Der Bundesgerichtshof (BGH) hat den Haftbefehl gegen einen Soziologen aus Berlin aufgehoben. Seine Mitgliedschaft in der linksextremen Militanten Gruppe sei nicht bewiesen.

Im Streit um die Haftentlassung eines mutmaßlichen Linksextremisten hat die Bundesanwaltschaft eine Niederlage vor dem Bundesgerichtshof (BGH)hinnehmen müssen. Der 3. Strafsenat des BGH wies eine Beschwerde der obersten Anklagebehörde gegen die Entlassung des Berliner Soziologen aus der Untersuchungshaft zurück und hob zugleich den Haftbefehl auf.

Zwar bestehe gegen den Beschuldigten der Anfangsverdacht, dass er der sogenannten Militanten Gruppe (mg) angehöre, befanden die Bundesrichter. Die bisher in den Ermittlungen aufgedeckten Indizien sprächen aber "nicht hinreichend deutlich" für eine Mitgliedschaft des Mannes in der Gruppierung, sondern ließen sich auch anders auslegen.

Der BGH befand, die bisherigen Ermittlungen belegten zwar die Einbindung des Beschuldigten in die linksextremistische Berliner Szene und seine Kontakte zu zumindest einem Mitbeschuldigten, der als Militante-Gruppe-Mitglied am 31. Juli an einem versuchten Brandanschlag auf drei Bundeswehr-Lkw beteiligt gewesen sein soll.

Ein konspirativer Kontakt zu mutmaßlichen Mitgliedern einer extremistischen Gruppe reicht nach dem BGH-Beschluss jedoch nicht aus, um einen Verdächtigen zu inhaftieren. Gegen einen solchen Beschuldigten werde zwar zu Recht ermittelt, hieß es in Entscheidung.

Ein Haftbefehl sei aber nur dann gerechtfertigt, wenn der Verdächtige sehr wahrscheinlich wegen der Mitgliedschaft in der Gruppierung verurteilt werde. Weil die Indizien dafür jedoch nicht ausreichten, hoben die BGH-Richter den Haftbefehl gegen den Soziologen auf.

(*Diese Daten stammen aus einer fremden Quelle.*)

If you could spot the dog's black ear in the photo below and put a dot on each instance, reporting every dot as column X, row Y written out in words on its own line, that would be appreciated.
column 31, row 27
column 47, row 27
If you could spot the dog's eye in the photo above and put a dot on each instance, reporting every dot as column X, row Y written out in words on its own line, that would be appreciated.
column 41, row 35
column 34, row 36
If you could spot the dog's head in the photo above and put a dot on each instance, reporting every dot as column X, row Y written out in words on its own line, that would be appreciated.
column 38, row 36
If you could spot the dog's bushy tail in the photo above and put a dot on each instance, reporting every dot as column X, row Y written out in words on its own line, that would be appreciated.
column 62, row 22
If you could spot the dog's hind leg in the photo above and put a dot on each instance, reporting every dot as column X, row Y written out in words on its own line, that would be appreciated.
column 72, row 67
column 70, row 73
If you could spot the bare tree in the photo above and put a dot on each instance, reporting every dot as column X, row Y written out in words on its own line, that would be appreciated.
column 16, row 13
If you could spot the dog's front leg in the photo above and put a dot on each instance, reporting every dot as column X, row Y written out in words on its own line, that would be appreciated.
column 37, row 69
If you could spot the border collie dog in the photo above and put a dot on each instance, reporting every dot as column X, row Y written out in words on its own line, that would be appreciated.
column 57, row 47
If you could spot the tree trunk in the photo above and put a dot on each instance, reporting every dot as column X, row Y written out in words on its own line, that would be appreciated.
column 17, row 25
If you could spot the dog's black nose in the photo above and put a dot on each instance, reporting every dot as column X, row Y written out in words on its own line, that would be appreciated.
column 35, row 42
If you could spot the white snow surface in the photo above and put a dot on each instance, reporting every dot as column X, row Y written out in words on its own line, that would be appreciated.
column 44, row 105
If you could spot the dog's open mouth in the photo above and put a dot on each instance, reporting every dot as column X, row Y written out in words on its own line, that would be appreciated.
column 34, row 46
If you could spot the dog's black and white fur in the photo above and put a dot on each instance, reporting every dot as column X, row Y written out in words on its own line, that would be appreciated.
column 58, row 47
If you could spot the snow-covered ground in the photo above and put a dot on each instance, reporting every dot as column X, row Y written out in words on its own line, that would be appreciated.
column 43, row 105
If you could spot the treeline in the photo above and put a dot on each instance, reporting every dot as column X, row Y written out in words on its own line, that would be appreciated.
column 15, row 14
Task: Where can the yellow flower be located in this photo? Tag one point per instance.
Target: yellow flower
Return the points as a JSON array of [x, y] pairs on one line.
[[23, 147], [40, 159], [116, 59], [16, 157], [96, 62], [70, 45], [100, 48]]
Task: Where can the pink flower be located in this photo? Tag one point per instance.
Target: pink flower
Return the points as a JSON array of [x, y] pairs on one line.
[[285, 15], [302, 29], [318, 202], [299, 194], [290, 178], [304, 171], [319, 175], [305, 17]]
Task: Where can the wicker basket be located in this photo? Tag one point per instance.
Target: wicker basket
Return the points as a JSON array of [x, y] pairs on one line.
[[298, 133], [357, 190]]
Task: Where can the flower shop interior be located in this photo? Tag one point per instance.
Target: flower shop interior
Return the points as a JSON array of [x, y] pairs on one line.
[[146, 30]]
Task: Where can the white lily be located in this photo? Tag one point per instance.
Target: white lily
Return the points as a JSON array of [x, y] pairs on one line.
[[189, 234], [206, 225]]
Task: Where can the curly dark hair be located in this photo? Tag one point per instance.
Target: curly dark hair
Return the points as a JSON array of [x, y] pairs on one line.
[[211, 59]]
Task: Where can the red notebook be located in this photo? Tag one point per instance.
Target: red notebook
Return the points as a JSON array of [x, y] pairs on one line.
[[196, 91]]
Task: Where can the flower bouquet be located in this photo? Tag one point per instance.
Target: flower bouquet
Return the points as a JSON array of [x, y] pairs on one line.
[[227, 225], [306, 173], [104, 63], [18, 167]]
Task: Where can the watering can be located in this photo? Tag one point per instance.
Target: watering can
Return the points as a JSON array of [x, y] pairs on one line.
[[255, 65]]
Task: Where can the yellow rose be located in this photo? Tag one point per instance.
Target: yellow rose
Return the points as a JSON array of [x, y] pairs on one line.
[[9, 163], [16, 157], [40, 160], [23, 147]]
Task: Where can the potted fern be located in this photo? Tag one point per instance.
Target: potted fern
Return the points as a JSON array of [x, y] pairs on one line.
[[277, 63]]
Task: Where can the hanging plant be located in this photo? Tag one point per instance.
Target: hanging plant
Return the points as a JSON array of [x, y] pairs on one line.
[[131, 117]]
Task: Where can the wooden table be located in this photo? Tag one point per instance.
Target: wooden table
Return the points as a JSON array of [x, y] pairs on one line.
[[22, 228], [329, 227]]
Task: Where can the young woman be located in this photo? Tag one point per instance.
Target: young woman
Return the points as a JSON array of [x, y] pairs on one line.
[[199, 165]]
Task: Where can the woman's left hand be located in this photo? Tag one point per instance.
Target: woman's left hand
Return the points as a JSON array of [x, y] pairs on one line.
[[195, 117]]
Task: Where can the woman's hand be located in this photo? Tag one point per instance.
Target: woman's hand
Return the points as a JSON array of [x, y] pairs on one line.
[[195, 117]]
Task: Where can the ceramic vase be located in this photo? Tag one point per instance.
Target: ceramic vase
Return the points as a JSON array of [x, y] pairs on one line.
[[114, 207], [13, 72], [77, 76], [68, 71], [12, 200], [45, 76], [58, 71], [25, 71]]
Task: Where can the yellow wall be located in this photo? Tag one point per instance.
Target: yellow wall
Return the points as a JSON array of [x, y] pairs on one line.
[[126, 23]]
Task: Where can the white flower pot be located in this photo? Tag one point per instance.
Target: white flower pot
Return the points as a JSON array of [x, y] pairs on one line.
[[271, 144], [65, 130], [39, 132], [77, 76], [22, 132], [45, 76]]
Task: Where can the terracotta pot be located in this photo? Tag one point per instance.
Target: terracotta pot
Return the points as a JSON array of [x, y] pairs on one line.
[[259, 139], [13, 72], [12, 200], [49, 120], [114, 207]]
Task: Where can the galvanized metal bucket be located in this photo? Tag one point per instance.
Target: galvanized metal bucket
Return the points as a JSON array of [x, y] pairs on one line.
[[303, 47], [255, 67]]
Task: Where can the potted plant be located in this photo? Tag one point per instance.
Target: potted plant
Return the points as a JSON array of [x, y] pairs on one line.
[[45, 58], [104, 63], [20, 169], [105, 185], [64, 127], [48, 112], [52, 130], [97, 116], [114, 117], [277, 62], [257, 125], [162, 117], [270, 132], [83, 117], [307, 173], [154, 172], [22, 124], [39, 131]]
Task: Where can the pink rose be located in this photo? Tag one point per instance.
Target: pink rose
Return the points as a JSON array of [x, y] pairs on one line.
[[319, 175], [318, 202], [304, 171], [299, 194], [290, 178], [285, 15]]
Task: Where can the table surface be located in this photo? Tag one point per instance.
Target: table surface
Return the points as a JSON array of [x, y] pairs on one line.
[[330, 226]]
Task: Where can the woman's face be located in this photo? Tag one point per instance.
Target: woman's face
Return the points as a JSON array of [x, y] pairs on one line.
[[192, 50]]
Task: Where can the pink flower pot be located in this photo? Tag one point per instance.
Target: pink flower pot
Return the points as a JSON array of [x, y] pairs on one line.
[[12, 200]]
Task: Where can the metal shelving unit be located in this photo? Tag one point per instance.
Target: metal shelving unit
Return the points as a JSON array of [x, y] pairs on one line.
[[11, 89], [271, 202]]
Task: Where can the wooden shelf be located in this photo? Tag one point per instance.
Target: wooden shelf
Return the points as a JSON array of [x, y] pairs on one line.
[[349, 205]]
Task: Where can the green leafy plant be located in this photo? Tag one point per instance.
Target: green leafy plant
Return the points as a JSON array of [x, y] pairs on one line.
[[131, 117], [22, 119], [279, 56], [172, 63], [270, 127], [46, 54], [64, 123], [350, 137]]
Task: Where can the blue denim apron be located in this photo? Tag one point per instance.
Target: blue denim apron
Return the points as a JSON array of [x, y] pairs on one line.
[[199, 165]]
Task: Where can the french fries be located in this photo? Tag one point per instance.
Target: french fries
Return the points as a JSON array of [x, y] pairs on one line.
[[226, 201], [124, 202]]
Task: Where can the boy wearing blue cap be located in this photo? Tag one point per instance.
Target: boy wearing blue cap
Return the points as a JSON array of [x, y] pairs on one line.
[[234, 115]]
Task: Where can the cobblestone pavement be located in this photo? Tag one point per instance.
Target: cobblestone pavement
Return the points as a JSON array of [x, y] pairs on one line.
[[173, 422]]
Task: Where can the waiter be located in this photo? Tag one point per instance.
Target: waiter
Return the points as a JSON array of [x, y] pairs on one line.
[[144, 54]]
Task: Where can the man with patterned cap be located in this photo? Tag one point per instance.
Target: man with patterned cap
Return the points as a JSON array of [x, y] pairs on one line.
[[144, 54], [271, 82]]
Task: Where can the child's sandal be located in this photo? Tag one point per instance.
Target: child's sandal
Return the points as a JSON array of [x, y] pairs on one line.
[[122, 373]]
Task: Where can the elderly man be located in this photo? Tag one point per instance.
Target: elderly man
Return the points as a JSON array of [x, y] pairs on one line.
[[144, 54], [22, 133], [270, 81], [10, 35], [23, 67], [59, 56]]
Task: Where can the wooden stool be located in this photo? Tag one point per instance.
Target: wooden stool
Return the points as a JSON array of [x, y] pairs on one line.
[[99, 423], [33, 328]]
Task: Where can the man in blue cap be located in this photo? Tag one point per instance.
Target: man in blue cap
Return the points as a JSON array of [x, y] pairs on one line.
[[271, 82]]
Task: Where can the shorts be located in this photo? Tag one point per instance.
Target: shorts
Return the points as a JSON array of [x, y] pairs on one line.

Bereits im August hatte ein Ermittlungsrichter beim BGH den Soziologen aus der Untersuchungshaft entlassen, den Haftbefehl aber noch aufrechterhalten. Der Militanten Gruppe sind nach Behördenangaben eine Reihe von Brandanschlägen in der Region Berlin/Brandenburg zuzurechnen, etwa ein versuchter Anschlag auf drei Lastwagen der Bundeswehr Ende Juli.

Der Soziologe geriet unter anderem ins Visier der Ermittler, weil er den Angaben zufolge konspirative Kontakte zu mindestens einem mutmaßlichen Mitglied der Militanten Gruppe pflegt. Außerdem soll er an einer Ausgabe der aus dem Untergrund publizierten Szenezeitschrift radikal mitgearbeitet haben.